Filing the 'love return'
My annual financial accounts were submitted to the tax authorities last week. Through statements of profit and loss and a balance sheet, I had a glimpse of my net worth — money made and losses incurred.
Now here’s a question? How about compiling an annual return on our relationships? Let’s say, we prepare a statement of account on our associations, how would we go about it?
Financial statements comprise income and expenses, assets and liabilities, net worth and return on capital. In a world of feelings and emotions, what would construe as income or gain? Who would be our asset and liability?
Short-term losses
I’m hoping some people in the confines of their homes, temples or mosques, rosaries in have, has muttered my name to the lord — that is ‘income’ big time!

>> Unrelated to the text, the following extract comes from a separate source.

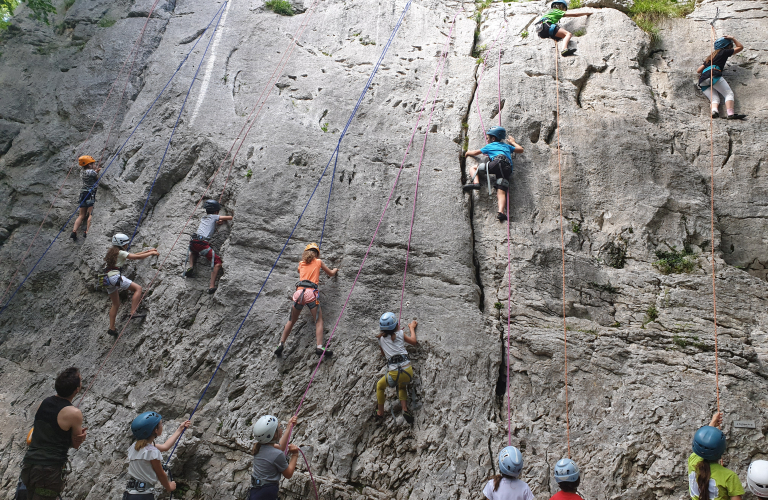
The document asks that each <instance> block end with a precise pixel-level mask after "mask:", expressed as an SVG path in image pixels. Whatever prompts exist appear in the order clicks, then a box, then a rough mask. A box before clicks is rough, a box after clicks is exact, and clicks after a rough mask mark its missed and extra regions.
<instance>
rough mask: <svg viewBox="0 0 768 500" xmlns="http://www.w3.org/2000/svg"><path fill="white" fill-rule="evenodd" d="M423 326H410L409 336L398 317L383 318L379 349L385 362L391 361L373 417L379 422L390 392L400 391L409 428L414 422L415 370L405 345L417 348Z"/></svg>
mask: <svg viewBox="0 0 768 500" xmlns="http://www.w3.org/2000/svg"><path fill="white" fill-rule="evenodd" d="M418 324H419V323H418V322H417V321H416V320H413V321H411V323H410V324H409V325H408V330H409V331H410V335H406V334H405V333H404V332H403V330H401V329H400V324H399V323H398V321H397V316H395V313H391V312H386V313H384V314H382V315H381V318H379V330H380V332H379V334H378V335H377V336H376V338H377V339H378V341H379V348H380V349H381V353H382V354H383V355H384V358H386V360H387V373H386V374H385V375H384V376H383V377H381V379H379V381H378V382H377V383H376V401H377V407H376V411H375V412H374V414H373V418H374V419H375V420H376V421H379V422H380V421H383V419H384V402H385V401H386V400H387V394H386V389H387V386H389V387H397V397H398V399H399V400H400V407H401V408H402V409H403V418H405V421H406V422H408V423H409V424H412V423H413V421H414V418H413V413H412V412H410V411H409V410H408V405H407V400H408V390H407V386H408V384H409V383H410V382H411V380H413V367H412V366H411V360H410V358H409V357H408V351H407V350H406V349H405V344H408V345H416V344H417V343H418V341H417V340H416V326H417V325H418Z"/></svg>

I’ve made new friends and been generous to my staff. My heart brims with joy for the million moments I spend with my young son — all this would construe as investments.
Since relationships need to be nurtured. I look upon my spouse as an investment too, although with mood swings, temper tantrums and an expansive shopping list. The return on this investment fluctuates.
I consider the tiffs, phases of disagreements and domestic squabbles ‘short-term losses’. She wants me to consider the last lashing from her as ‘long term capital gain’. In the future, if she contemplates cosmetic surgery, then I will treat that as ‘dividend on investment’.
The scalp showing through increasingly with every haircut is ‘loss carried forward to next year’. If an email or letter arrives from an ex-girlfriend, I will account it under ‘income from other sources’. The friendly young mothers at my child’s playschool are to be treated as a ‘windfall’.
But seriously, won’t it be great to assess our relationships, gauge the quantum of our feelings through these annual returns on relationships? Every relationship is an unwritten contract anyway and comes with a presumption of performance, adherence to its ‘clauses’, and whether we like it or not, we do weigh our gains and losses.
So let’s add, multiply, subtract, and divide our associations. I promise the outcome will be more exciting than our real financial figures. You can file this return to me.